Verification scores and tools for ensemble forecasts Created on Thu Oct 22 12:47:06 2020
Marie-Amelie Boucher, [email protected]
For a Python package containing the same functions, please go to https://pypi.org/project/ensverif/
This library contains the following functions:
-
CRPS
-
CRPS_decomposition_Hersbach
-
Log_score
-
Rank_hist
-
Reliability
They were originally coded in Matlab by me, mainly during my MSc and PhD studies. Throughout the years, students have greatly helped to improve those functions (mostly but not exclusively Rachel Bazile).
IMPORTANT NOTE: NONE of those functions actually plot something. It does, however, computes elements that can be plotted (e.g. the variables needed to plot a rank histogram)
This function computes the CRPS for a series of ensemble forecasts (ens) and corresponding observations (obs). The user can choose which distribution to fit to the ensemble for computation.
INPUTS
-
ens: a (n x m) matrix, where n is the number of time steps (validity dates) and m is the ensemble size
-
obs: a (n x 1) vector, with n the number of time steps (validity dates).
-
distribution = 'emp': an empirical distribution is computed from the ensemble forecasts
-
distribution = 'normal_exact': a normal (Gaussian) distribution is fitted to the ensemble forecasts.
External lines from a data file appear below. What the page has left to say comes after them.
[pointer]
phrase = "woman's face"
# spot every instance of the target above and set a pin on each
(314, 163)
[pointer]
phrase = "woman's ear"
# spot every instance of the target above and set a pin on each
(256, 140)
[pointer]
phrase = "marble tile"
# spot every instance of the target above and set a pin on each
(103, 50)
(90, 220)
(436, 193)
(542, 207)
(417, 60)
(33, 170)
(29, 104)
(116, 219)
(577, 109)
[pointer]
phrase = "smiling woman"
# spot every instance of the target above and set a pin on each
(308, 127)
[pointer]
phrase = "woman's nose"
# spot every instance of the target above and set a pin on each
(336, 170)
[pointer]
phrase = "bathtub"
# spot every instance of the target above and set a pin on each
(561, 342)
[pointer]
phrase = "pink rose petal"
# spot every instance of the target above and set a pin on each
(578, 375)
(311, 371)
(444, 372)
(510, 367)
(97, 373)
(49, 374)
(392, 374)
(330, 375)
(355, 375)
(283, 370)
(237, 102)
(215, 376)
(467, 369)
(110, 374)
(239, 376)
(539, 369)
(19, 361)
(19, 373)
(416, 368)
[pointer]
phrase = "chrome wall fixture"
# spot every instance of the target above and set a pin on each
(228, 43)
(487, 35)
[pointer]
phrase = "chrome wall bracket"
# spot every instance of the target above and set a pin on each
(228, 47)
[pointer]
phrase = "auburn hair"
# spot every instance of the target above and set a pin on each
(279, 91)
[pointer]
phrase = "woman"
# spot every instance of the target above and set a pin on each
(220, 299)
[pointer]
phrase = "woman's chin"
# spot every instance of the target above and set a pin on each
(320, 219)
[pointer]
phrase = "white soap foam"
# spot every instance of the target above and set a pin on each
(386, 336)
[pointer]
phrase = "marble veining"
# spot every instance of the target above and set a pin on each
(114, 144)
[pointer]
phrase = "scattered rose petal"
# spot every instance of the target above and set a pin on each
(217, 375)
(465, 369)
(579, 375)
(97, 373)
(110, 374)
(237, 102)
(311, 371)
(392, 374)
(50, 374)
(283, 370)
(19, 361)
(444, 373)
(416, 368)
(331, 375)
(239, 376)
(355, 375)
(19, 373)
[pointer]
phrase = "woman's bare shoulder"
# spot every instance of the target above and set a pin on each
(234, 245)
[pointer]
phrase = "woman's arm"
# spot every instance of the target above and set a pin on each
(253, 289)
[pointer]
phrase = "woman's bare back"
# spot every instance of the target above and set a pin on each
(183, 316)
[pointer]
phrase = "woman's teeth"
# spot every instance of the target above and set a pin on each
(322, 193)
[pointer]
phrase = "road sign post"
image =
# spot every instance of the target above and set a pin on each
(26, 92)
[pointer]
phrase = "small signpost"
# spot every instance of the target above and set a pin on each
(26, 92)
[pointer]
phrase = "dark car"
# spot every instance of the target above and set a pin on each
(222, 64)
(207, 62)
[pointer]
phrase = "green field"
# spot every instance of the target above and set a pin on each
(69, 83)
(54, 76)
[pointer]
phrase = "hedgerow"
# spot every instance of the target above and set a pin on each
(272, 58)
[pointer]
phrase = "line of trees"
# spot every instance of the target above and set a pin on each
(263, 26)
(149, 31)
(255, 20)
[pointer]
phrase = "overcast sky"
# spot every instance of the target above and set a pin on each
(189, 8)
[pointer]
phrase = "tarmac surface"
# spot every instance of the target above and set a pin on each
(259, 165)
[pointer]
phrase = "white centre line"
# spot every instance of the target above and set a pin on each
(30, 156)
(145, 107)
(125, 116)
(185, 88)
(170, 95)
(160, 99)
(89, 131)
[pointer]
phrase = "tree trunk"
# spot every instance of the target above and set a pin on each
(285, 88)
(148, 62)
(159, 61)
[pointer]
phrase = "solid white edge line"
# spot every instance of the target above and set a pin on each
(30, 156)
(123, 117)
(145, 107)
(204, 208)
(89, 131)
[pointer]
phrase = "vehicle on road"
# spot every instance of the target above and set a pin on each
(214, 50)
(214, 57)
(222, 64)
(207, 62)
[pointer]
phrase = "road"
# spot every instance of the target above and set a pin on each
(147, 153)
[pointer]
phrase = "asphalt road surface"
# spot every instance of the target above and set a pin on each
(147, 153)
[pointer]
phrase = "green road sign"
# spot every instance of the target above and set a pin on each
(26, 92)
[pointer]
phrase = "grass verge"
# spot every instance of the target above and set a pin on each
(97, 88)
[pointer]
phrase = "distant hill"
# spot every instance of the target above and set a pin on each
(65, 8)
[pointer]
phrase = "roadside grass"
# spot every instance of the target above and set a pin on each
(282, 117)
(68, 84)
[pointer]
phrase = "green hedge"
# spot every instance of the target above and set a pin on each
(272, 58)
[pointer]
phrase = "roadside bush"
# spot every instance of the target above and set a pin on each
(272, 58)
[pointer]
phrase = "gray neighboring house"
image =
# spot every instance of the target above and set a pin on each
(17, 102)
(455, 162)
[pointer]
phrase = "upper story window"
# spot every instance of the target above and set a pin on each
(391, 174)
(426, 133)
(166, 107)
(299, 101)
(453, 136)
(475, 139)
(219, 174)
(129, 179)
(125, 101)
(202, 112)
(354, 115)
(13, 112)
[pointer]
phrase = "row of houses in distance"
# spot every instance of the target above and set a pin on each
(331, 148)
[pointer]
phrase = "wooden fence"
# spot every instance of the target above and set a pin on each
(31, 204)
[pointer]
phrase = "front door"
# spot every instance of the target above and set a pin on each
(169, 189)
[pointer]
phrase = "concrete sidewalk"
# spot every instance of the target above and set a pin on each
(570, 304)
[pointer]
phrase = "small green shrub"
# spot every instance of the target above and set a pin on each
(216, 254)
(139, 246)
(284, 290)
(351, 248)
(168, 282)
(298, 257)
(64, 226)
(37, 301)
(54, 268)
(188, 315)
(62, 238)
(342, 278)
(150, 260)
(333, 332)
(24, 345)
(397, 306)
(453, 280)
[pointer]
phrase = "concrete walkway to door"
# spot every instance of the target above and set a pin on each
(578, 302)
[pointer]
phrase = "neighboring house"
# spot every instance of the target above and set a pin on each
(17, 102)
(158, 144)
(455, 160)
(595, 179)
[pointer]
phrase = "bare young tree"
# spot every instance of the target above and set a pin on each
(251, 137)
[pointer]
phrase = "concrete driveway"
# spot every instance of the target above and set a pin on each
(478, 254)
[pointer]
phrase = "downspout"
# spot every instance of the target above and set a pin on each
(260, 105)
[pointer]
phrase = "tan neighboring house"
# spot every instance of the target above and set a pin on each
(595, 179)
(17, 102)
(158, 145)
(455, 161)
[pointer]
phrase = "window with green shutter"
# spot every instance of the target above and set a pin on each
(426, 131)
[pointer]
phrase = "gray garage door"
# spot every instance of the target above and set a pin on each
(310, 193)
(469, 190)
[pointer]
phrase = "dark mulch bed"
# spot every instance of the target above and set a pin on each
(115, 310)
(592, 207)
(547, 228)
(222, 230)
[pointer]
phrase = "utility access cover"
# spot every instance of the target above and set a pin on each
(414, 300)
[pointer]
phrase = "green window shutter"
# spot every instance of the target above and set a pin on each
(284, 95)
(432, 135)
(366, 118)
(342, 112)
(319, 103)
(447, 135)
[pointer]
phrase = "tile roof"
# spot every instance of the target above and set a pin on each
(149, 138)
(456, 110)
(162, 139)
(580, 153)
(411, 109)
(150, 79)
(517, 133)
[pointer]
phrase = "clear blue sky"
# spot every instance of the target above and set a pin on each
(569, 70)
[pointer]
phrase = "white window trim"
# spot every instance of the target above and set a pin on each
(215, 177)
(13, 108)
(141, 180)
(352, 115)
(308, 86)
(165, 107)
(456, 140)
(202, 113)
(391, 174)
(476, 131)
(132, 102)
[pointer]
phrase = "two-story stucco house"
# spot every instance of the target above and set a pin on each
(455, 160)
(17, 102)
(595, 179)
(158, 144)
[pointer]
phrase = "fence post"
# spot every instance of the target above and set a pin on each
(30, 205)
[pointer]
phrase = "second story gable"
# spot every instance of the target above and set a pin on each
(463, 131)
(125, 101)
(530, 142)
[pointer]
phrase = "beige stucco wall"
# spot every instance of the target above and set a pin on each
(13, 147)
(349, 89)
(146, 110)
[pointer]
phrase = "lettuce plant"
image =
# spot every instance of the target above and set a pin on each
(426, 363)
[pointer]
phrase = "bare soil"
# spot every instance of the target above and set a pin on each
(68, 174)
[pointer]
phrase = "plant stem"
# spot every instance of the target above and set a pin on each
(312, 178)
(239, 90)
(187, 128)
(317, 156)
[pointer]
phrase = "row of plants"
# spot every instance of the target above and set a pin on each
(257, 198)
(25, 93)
The CRPS is computed using an exact formulation derived from the equation of the normal distribution.
or
distribution = 'gamma_approx': a gamma distribution is fitted to the ensemble forecasts. The CRPS is computed using an approximate formulation as per Gneiting and Raftery (2007) equation (21)
Tilmann Gneiting and Adrian E. Raftery (2007): Strictly Proper Scoring Rules, Prediction, and Estimation, Journal of the American Statistical Association, 102:477, 359-378
OUTPUT:
- CRPS: a scalar, representing the mean CRPS for the time series of forecasts
Original by Marie-Amelie Boucher, July 2005, Universite Laval Modified by Rachel Bazile and Luc Perreault in June 2017: The computation for the empirical version of the CRPS cannot be based on just a few ensemble members so we need to "subsample" to have enough members
This function decomposes the CRPS into reliability and "potential" components according to Hersbach (2000). The potential CRPS represents the best possible CRPS value that could be achieved, if the forecasts were perfectly reliable. The total (CRPS_tot) is the empirical CRPS according to the definition of Hersbach (2000)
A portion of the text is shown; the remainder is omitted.